Italia, debito pubblico non sostenibile se aumenta - Berlusconi

domenica 1 marzo 2009 18:40
 

BRUXELLES, 1 marzo (Reuters) - L'Italia riuscirebbe difficilmente a piazzare altri titoli di Stato a copertura del suo debito pubblico se questo dovesse aumentare per spese fatte a debito come sarebbe il sostegno con assegni pubblici a lavoratori che perdono il lavoro, anche quando si tratta di lavoratori precari.

Lo ha detto il presidente del Consiglio Silvio Berlusconi nel corso della conferenza stampa al termine del Consiglio Ue informale di oggi a Bruxelles, rispondendo ai cronisti che gli chiedevano un commento della proposta del neo segretario del Pd Dario Franceschini che si è detto pronto a votare con il governo una proposta che garantisca l'assegno di disoccupazione anche ai lavoratori precari che perdono il proprio posto.
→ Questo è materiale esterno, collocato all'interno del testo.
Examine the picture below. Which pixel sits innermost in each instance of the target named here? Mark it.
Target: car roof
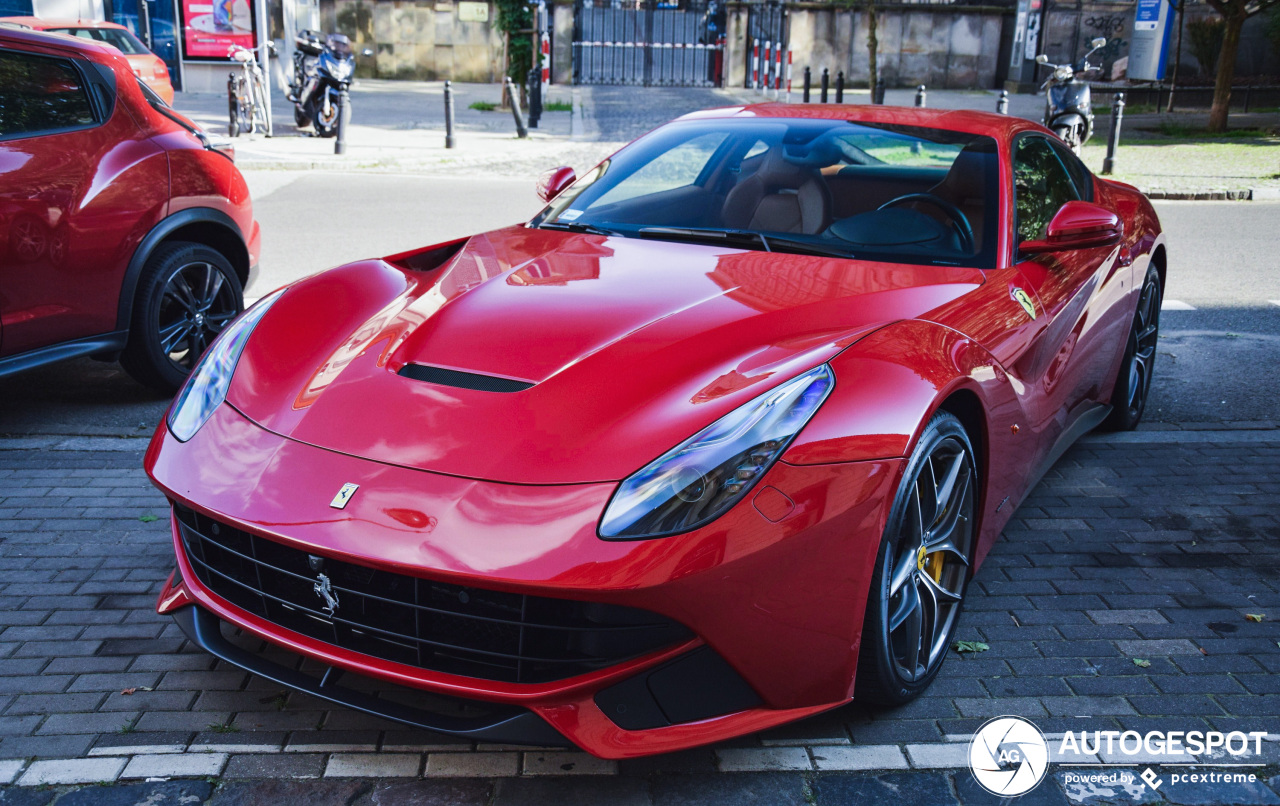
(991, 124)
(44, 24)
(97, 51)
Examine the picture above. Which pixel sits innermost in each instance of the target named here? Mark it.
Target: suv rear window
(40, 95)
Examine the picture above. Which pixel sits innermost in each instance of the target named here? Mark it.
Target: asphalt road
(1219, 362)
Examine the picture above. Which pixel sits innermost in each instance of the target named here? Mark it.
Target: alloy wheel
(196, 305)
(931, 563)
(1146, 331)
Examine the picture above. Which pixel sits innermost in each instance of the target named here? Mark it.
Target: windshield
(118, 39)
(854, 189)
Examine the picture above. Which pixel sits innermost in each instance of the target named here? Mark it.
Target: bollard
(513, 92)
(339, 146)
(1109, 164)
(448, 114)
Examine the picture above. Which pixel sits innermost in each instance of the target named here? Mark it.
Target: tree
(1234, 13)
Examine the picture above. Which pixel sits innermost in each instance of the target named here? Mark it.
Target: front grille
(449, 628)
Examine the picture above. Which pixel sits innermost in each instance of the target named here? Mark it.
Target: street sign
(1148, 51)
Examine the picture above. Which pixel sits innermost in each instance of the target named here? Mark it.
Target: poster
(210, 27)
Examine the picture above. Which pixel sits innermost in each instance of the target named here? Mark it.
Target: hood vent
(462, 380)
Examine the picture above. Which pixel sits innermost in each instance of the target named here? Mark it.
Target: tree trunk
(1225, 72)
(872, 45)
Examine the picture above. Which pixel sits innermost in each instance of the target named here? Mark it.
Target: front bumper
(775, 590)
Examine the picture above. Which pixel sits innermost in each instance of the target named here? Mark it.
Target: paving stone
(862, 758)
(71, 772)
(462, 792)
(275, 765)
(280, 792)
(917, 788)
(567, 764)
(373, 765)
(763, 759)
(741, 790)
(952, 755)
(471, 764)
(176, 765)
(151, 793)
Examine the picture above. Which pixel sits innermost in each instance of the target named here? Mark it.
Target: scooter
(1068, 100)
(321, 69)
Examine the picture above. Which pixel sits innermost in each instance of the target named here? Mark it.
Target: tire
(186, 296)
(899, 662)
(315, 110)
(1133, 383)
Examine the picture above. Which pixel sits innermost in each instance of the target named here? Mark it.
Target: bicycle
(246, 95)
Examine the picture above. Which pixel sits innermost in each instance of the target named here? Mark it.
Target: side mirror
(554, 182)
(1077, 225)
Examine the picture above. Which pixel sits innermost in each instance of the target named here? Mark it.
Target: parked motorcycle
(1068, 101)
(323, 67)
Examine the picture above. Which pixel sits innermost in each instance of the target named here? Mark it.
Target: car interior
(895, 193)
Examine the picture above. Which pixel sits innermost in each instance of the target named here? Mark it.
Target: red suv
(123, 230)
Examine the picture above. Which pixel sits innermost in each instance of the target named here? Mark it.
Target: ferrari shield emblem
(1024, 300)
(339, 502)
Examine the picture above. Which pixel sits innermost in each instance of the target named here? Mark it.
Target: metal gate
(649, 44)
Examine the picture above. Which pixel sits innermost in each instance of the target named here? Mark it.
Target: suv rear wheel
(187, 294)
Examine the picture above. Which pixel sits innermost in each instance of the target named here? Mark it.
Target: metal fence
(649, 44)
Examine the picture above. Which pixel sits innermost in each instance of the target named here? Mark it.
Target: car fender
(892, 381)
(205, 216)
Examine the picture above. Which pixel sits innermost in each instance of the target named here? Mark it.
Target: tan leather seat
(780, 197)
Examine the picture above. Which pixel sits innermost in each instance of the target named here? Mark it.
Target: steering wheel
(959, 220)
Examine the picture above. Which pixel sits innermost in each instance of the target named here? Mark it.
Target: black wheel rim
(931, 561)
(196, 305)
(1146, 331)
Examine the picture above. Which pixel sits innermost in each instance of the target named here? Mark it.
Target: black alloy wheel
(923, 567)
(1133, 384)
(186, 296)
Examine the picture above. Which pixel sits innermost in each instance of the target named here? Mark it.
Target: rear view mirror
(554, 182)
(1077, 225)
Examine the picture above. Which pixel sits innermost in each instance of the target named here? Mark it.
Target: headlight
(700, 479)
(206, 388)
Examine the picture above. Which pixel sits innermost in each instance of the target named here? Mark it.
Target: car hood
(630, 348)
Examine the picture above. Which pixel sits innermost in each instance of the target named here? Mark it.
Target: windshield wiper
(592, 229)
(696, 233)
(745, 237)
"Abbiamo degli impegni europei, gli impegni di Maastricht, ed un costo così elevato -- un punto e mezzo di Pil -- non è sostenibile. Piacerebbe a tutti noi fare ancora di più ma finiremmo dentro un sistema che è quello dell'Europa che ci impone dei vincoli", ha risposto Berlusconi alla domanda di cosa pensi della proposta di Franceschini.
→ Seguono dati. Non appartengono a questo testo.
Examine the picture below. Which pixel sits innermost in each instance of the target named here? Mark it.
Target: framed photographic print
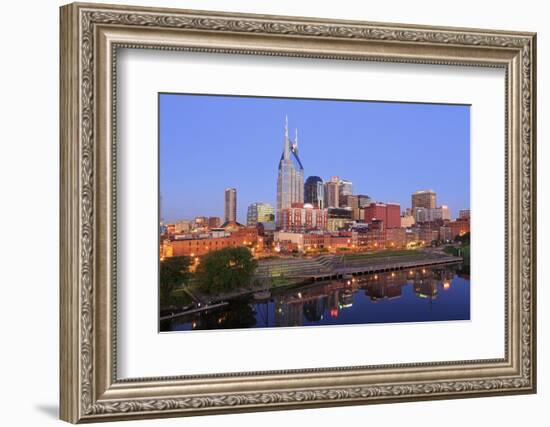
(265, 212)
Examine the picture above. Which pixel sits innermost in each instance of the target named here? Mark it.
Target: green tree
(174, 273)
(226, 269)
(464, 239)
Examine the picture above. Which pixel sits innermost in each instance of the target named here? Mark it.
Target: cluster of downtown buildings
(312, 215)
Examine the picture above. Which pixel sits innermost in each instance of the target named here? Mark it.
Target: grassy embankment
(463, 251)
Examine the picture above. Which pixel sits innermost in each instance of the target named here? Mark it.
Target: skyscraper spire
(286, 151)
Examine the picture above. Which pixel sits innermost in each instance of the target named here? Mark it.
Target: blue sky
(388, 150)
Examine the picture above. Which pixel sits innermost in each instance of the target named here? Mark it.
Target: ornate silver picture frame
(90, 387)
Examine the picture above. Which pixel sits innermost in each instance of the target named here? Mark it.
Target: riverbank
(284, 273)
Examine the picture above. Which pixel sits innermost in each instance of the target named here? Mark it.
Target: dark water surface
(417, 295)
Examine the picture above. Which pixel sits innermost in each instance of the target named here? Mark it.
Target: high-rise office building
(332, 192)
(464, 213)
(230, 212)
(388, 213)
(436, 214)
(345, 188)
(259, 212)
(423, 199)
(314, 192)
(290, 179)
(364, 200)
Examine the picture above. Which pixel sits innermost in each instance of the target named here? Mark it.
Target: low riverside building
(302, 217)
(313, 242)
(459, 227)
(201, 244)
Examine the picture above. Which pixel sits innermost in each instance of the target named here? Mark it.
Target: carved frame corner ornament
(90, 36)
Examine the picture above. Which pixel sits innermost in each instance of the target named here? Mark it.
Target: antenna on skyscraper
(286, 125)
(286, 151)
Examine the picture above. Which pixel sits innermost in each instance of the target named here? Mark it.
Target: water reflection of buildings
(320, 302)
(311, 304)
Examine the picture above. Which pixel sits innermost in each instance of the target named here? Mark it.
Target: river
(416, 295)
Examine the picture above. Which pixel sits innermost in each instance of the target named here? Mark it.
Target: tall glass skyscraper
(290, 180)
(314, 192)
(230, 208)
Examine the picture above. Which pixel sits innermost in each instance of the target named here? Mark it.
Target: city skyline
(199, 160)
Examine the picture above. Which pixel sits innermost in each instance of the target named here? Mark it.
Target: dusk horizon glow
(388, 150)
Il presidente del Consiglio ha poi aggiunto: "Abbiamo anche dei vincoli dovuti all'enorme quantità di debito pubblico che abbiamo ereditato. Ove innalzassimo ancora questo debito comporterebbe da un lato uno spread sul nostro costo degli interessi passivi sui titoli del debito pubblico che, come sapete, dobbiamo sempre rinnovare, e dall'altro addirittura la possibilità che non ci siano risposte alla emissione di nostri titoli pubblici, se il nostro debito fosse troppo elevato".